Heart disease remains the leading cause of death in the USA, killing about a million people a year. But over the past two decades, death rates have dropped from 543 per 100,000 to 267 per 100,000 among men and from 263 per 100,000 to 134 per 100,000 for women.
In 2000 alone, researchers say, an estimated 341,745 people lived who otherwise might have died.
The researchers reviewed multiple studies that examined the effectiveness of heart disease treatments between 1980 and 2000. They matched that data with information on heart disease risks and deaths.
They found that even the newest and most potent treatments proved no more powerful than prevention. Treatment accounted for just 45 percent of the deaths that were averted, says study co-author Darwin Labarthe of the Centers for Disease Control and Prevention.
Labarthe also noted that obesity and diabetes have begun chiseling away at the recent gains. "You could say without exaggeration that this is a warning signal.
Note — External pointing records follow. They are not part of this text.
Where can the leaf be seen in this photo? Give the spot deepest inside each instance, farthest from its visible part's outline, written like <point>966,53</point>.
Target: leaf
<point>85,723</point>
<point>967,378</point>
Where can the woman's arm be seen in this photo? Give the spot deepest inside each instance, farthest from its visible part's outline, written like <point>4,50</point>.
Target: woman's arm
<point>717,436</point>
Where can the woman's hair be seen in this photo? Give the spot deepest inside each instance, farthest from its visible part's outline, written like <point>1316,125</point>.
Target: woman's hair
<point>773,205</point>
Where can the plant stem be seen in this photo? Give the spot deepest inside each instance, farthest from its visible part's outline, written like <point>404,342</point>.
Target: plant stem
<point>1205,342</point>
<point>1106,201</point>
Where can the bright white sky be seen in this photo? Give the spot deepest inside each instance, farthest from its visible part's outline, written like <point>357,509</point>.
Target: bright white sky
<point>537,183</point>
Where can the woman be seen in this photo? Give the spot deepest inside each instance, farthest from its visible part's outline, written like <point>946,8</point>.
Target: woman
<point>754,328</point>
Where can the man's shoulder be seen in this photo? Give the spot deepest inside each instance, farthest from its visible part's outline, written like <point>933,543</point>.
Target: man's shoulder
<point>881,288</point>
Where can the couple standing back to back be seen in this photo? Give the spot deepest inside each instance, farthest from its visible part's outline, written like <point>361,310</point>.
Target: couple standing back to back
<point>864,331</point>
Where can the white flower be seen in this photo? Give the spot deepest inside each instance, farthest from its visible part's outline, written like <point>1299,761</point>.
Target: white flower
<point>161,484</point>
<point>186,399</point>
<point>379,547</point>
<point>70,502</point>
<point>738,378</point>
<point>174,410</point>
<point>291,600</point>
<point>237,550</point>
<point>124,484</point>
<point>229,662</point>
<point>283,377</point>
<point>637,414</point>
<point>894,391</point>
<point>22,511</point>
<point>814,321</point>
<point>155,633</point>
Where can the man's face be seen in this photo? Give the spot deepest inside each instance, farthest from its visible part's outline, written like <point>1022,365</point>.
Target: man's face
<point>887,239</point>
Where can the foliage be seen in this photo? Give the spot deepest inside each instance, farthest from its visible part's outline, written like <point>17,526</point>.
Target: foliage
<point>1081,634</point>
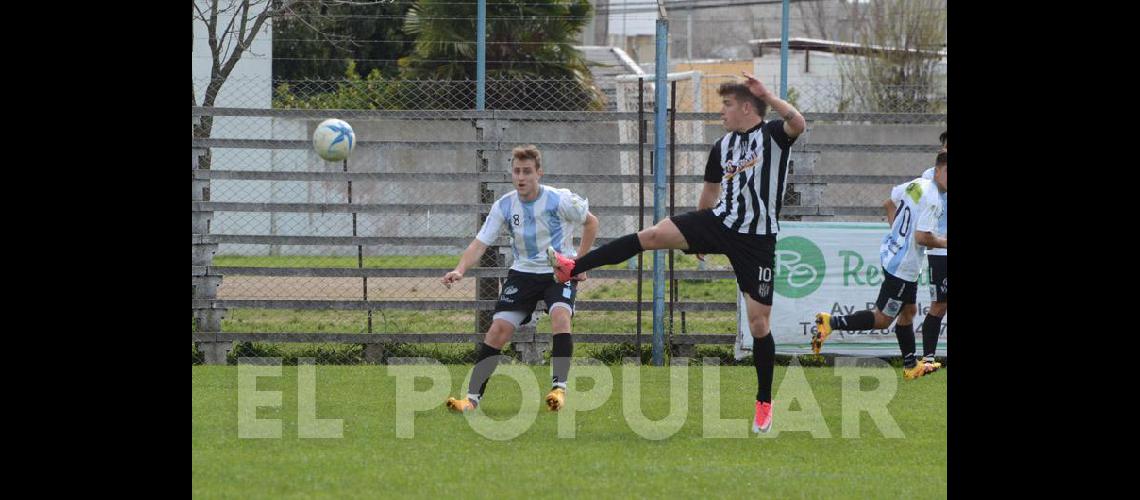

We're already seeing an increase in heart deaths from obesity and diabetes."
The study, which is published in the most recent issue of the New England Journal of Medicine, also found:
- About 21,570 deaths were averted in 2000 by better treatment for heart attacks, including aspirin (7,735), clot-busters (2,410), bypass surgery (1,925) and angioplasty (1,070).
- Preventing second heart attacks saved 28,565 lives.
- Heart failure drugs prevented 30,235 deaths.
In 2000, aspirin helped save about 23,000 lives of patients with a range of heart conditions, compared with 9,000 for statins.
"It shows," Hayes says, "that some things that are low-tech and not particularly sexy, like taking aspirin, stopping smoking and walking, have the biggest impact on people's health."